Um es zu bauen, betreibt Encord eine Einrichtung in San Leandro, in der Arbeiter Leader-Follower-Systeme verwenden, gepaarte Roboterarme, bei denen ein Mensch den einen kontrolliert und der andere jede Bewegung kopiert, um Aufnahmen von Aufgaben wie Kaffee gießen und Pokerchips stapeln zu erstellen. Lagerregalhalter enthalten künstliche Blumen, Kunststoffgemüse, Kabelrollen zum Füttern von Roboter-Training bei Haushalts- und Lagerarbeiten.

Encord stattet Arbeiter auch mit Muskellesensensoren an den Unterarmen aus. Videos von Händen, die Objekte manipulieren, verfehlen oft Teil der Hand; die Unterarmsensoren lesen elektrische Signale, die Muskeln produzieren, und ermöglichen es Encord, ein dreidimensionales Bild der Handposition zu jedem Zeitpunkt zu erstellen.

Jeder Videoclip erhält eine schriftliche Beschriftung: zum Beispiel „rechte Hand zieht Bolzen fest an". Velmurugan sagt, dass diese Art der detaillierten Anmerkung hundertmal mehr wert ist als nicht gekennzeichnete Aufnahmen zum Trainieren spezifischer Fähigkeiten und nur zwanzigmal mehr kostet, um sie zu produzieren. Gutes Geschäft auf dem Papier. In der Praxis kostet es immer noch echtes Geld, was genau dort ist, wo der Vergleich zwischen Roboter-KI und Chatbot-KI zusammenbricht.

Wir beobachten dieses Datenmangel-Problem über 103 Robotik-Geschichten in den letzten 30 Tagen, und die konsistente Feststellung ist, dass Hardware und Modellarchitektur den Daten voraus sind, die sie benötigen.

Sollten Sie sich Sorgen machen?

Nicht heute. Aber Ceja und seine Kollegin Sofia Infante tun etwas, das vor einigen Jahren als Job nicht existierte: Sie stellen das Rohmaterial her, aus dem Roboter-Software lernt. Mit der Verbesserung dieser Software werden die von ihr trainierten Roboter mehr der physischen Arbeit übernehmen, die von Menschen in Lagern, Rechenzentren oder Häusern geleistet wird.

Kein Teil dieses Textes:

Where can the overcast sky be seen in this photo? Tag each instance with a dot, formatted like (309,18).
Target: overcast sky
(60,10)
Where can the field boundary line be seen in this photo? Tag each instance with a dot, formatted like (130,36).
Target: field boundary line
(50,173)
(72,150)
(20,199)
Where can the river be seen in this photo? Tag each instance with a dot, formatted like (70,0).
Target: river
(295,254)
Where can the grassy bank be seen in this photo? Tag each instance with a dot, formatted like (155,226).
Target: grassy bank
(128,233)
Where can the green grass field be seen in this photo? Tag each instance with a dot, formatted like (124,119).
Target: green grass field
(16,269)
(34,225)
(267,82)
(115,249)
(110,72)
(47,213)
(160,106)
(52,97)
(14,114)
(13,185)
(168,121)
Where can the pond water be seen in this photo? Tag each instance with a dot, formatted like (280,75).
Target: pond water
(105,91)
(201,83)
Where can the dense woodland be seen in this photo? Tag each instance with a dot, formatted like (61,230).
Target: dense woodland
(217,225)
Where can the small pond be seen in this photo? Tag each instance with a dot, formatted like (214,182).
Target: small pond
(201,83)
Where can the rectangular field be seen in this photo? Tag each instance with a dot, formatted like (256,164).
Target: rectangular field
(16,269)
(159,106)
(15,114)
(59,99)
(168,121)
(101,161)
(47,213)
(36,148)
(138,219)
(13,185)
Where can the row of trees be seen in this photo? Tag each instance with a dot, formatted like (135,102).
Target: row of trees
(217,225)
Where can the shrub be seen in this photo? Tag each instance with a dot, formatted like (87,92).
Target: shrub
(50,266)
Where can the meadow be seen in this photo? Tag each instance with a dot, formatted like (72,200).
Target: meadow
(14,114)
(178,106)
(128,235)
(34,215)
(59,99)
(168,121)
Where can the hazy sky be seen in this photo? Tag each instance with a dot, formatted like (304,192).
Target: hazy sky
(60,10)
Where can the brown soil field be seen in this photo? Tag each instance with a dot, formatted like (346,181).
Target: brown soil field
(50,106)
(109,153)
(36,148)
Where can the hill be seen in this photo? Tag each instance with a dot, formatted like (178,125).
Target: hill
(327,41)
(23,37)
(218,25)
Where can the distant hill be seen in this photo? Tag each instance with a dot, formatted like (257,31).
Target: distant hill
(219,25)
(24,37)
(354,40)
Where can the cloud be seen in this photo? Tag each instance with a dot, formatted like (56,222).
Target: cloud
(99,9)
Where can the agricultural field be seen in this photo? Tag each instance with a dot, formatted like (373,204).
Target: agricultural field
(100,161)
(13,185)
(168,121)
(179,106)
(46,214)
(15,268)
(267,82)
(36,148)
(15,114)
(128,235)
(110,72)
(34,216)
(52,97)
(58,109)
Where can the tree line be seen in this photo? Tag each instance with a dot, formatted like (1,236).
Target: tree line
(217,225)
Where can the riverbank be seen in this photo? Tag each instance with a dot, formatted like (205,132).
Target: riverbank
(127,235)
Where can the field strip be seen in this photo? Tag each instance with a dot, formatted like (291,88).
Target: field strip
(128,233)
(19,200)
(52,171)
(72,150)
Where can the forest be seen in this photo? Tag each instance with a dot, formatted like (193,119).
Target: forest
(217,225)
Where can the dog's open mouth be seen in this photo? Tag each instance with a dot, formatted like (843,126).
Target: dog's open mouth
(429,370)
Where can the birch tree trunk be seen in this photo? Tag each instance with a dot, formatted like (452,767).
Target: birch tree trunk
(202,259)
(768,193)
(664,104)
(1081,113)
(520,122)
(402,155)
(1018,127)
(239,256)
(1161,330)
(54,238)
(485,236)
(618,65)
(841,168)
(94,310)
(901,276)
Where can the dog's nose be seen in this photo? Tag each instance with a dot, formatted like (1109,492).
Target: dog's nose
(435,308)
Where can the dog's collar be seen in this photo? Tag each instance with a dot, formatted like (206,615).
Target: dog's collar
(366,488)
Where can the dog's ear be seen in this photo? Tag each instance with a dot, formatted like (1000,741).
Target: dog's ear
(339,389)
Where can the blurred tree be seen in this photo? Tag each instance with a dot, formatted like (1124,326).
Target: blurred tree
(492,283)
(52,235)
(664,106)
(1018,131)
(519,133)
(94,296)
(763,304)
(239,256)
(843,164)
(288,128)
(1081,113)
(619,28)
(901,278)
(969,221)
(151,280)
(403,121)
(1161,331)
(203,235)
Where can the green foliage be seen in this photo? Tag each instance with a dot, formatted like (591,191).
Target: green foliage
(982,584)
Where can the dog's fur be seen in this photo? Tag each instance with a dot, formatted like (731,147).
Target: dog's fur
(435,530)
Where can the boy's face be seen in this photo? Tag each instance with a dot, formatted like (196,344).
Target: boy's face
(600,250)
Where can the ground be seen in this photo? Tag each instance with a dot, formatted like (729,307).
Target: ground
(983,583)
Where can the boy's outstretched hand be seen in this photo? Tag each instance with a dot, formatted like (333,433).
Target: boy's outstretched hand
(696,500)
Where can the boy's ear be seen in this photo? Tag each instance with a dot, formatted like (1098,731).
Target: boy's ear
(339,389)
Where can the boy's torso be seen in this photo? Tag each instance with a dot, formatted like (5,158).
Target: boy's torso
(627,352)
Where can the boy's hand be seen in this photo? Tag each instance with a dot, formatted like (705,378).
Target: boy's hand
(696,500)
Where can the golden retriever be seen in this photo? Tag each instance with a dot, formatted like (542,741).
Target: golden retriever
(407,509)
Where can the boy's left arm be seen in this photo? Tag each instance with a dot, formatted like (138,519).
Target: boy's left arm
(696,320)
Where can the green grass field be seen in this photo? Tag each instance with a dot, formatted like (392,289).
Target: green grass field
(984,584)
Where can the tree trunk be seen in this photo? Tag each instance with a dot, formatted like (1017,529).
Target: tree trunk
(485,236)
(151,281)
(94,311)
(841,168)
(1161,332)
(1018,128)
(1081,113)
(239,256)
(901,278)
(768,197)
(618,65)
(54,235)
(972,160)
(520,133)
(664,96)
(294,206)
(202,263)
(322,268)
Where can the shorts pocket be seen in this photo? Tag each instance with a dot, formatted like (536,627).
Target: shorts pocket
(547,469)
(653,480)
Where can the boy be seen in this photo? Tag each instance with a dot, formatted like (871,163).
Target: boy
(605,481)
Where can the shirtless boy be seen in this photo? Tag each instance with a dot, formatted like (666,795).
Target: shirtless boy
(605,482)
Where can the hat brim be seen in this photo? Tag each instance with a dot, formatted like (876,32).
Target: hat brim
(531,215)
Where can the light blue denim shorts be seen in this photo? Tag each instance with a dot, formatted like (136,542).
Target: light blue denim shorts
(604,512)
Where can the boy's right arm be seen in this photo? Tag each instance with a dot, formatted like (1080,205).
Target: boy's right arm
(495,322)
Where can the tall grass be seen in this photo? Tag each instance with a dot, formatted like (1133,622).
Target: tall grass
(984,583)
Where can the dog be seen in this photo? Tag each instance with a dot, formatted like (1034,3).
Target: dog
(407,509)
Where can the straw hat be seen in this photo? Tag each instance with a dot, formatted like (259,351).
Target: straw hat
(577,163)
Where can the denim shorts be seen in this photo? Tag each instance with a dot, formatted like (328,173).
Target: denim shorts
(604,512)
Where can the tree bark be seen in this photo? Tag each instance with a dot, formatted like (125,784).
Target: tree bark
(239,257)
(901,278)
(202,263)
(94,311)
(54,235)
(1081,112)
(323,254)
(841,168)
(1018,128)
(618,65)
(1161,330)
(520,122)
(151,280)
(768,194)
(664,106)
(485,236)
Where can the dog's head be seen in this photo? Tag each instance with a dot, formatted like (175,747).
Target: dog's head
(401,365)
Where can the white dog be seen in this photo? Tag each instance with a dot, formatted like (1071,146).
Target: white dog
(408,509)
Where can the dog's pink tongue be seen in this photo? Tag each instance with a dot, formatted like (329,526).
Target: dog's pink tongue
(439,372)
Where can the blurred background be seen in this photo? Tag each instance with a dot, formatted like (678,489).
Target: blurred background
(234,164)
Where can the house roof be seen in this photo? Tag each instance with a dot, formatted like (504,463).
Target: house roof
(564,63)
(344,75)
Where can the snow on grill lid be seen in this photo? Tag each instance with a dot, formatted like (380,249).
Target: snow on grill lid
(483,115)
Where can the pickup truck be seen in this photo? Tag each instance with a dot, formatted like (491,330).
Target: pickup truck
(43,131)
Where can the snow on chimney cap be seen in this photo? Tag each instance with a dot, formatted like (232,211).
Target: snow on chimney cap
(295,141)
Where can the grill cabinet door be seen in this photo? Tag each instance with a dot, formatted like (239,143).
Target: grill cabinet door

Das ehrliche Urteil von diesem Beat: Der Gehirnwellen-Winkel ist wirklich interessant und wahrscheinlich unterbewertet, aber die größere Geschichte ist wirtschaftlich. Der Aufbau physischer Trainingsdaten im Maßstab kostet Größenordnungen mehr als Text-Scraping jemals tat. Wer dieses Kostenproblem löst, nicht nur das technische, wird den wahren Überblick darüber haben, wohin die physische KI als nächstes geht.